In 2019, it’s all about FOCUS

CDMP’s digital practice will stay dogged in its approach to provide necessary and intuitive digital experiences that resonate with our brands’ audiences. Below you’ll find three digital trends to keep top of mind.

Image showing the three highlighted topics. 1: Toxic Toby, 2: Google Home, 3: Foreo

Leveraging digital to make the invisible, visible

Patient advocacy groups are becoming more savvy in their attempts to raise awareness. Now that it’s clear it’ll take a lot more than a hashtag to create a movement, organizations are partnering with tech companies to design stunts that help spread the word in memorable and contextually relevant ways. “Toxic Toby” for example is a stuffed animal that coughs and tweets alerts when the pollution levels in the UK become dangerously high. [


We know which channels to leverage to bring messages to the masses, but what does a visceral illustration of that message look like? One great example comes from the Melanoma Know More group. They partnered with PopSugar.com to “hack” all of the periods (.) in health and wellness related articles late last year. Users incidentally mouse-ing over periods at the end of sentences were surprised to find content about how to detect skin cancer. Melanoma Know More used overlooked punctuation to illustrate the dots we may be overlooking on our own bodies. That’s pretty powerful. 
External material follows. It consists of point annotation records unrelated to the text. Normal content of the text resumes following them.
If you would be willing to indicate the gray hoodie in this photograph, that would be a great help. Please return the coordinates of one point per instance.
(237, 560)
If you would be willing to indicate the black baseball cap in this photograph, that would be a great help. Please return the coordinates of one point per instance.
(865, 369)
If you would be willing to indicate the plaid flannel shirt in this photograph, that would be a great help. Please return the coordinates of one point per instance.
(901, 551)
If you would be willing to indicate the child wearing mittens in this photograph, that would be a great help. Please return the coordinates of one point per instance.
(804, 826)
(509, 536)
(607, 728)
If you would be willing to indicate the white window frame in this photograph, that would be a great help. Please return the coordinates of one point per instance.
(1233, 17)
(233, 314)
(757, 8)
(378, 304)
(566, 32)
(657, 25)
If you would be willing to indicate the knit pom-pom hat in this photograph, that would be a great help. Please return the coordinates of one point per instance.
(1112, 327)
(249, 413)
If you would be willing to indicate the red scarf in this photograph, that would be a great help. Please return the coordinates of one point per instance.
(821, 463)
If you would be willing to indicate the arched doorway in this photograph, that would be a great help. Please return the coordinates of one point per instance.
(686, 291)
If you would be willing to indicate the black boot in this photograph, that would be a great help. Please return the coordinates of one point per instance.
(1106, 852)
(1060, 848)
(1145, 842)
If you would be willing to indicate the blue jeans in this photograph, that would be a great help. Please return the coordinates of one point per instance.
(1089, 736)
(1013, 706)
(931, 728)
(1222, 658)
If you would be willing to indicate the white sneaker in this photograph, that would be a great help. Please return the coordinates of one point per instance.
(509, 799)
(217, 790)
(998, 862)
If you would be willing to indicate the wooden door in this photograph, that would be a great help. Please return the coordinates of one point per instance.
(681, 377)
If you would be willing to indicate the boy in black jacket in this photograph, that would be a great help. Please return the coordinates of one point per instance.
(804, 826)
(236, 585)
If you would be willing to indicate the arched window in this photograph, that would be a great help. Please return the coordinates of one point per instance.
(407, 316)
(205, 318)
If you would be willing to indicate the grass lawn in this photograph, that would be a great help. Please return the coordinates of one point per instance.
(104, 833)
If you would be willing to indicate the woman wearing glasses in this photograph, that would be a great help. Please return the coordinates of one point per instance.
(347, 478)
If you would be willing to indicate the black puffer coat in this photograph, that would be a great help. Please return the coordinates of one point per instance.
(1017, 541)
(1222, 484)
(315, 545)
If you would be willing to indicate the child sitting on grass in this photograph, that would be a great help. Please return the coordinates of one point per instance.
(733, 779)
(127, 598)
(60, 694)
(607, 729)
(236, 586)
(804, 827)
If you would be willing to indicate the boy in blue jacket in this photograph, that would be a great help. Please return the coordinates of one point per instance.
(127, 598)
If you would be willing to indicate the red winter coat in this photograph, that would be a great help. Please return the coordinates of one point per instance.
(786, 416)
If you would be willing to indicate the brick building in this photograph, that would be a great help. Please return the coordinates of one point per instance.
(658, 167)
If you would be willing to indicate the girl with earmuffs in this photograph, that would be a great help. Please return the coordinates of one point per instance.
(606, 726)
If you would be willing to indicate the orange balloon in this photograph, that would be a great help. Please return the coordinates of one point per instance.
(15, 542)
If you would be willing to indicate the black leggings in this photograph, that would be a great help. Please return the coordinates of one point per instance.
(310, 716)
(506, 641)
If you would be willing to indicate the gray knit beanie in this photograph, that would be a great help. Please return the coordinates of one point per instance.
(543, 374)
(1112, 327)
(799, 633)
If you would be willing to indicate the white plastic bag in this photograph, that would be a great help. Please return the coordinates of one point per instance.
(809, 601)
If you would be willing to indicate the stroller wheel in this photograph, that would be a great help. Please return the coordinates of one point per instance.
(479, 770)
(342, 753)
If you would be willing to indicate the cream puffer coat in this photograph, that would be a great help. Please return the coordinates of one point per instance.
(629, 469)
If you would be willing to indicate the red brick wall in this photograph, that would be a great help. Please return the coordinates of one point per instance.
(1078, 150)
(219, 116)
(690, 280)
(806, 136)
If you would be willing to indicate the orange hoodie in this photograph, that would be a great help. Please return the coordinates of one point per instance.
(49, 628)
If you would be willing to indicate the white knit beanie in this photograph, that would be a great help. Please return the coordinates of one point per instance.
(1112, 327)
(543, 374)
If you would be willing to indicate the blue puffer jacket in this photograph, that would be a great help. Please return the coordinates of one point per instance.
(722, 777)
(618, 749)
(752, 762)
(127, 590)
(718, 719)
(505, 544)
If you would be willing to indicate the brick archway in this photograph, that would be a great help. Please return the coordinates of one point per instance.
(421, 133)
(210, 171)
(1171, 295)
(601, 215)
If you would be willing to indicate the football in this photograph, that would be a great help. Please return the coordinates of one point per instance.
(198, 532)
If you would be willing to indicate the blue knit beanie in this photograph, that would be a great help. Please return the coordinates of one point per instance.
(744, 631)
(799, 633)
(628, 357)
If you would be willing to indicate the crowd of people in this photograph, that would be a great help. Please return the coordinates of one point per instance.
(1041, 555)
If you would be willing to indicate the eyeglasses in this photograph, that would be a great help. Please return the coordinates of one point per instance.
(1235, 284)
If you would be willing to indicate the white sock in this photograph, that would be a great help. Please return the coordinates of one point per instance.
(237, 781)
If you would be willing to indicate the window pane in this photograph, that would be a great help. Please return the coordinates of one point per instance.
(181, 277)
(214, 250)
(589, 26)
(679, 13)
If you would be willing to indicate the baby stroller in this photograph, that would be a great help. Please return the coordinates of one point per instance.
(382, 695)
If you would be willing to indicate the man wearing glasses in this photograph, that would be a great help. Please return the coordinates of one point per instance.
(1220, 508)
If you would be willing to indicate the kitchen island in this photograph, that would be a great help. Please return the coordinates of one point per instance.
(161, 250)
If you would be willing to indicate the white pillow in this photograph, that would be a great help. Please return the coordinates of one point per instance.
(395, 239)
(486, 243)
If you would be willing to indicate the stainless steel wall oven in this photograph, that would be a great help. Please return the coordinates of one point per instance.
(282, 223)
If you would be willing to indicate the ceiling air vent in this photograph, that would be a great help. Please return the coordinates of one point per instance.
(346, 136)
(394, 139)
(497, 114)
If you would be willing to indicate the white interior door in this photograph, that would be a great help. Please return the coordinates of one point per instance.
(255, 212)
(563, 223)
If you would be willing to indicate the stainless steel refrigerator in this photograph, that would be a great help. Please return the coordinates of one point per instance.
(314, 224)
“Paging Dr. Google!” Voice adoption has more implications than just skill development

Gartner predicts that by 2020, 30% of our browsing sessions will be voice activated. Late last year, Amazon claimed that supporting a voice experience with visuals improves search accuracy and results in higher user engagements. [Source]


Amazon is leading the way in voice + visual search innovation with the announcement of its design language, Alexa Presentation Language (APL), for building Alexa skills for devices with screens like the Echo Show. But, creating skills is only one part of enhancing voice search. Given the fast adoption rate of voice search it is imperative that we optimize our brand’s sites for voice search rankings through our firm commitment to designing mobile-first, simplifying navigation and creating differentiated content. It is also important to keep in mind that voice is still very much a US tactic. Outside of the US, Alexa has only been made available in the UK and Germany.

Have it your way

In 2019, competitive retail brands are committed to creating customized experiences for the masses. Instead of employing tried and true competitive tactics like lowering prices, they are busy designing individual experiences. You may already see this happening with your favorite retail brands. Here are two examples of innovative advancements in personalization: In Japan, Nestlé is using DNA to create personalized diets and FOREO released the world’s smallest AI-powered facial cleansing device.


What does breaking the mold to provide a personalized experience look like? When a patient has provided us with their zip code at email opt-in, can we automatically point them to prescribing HCPs in their area and provide them with a region-specific discussion guide?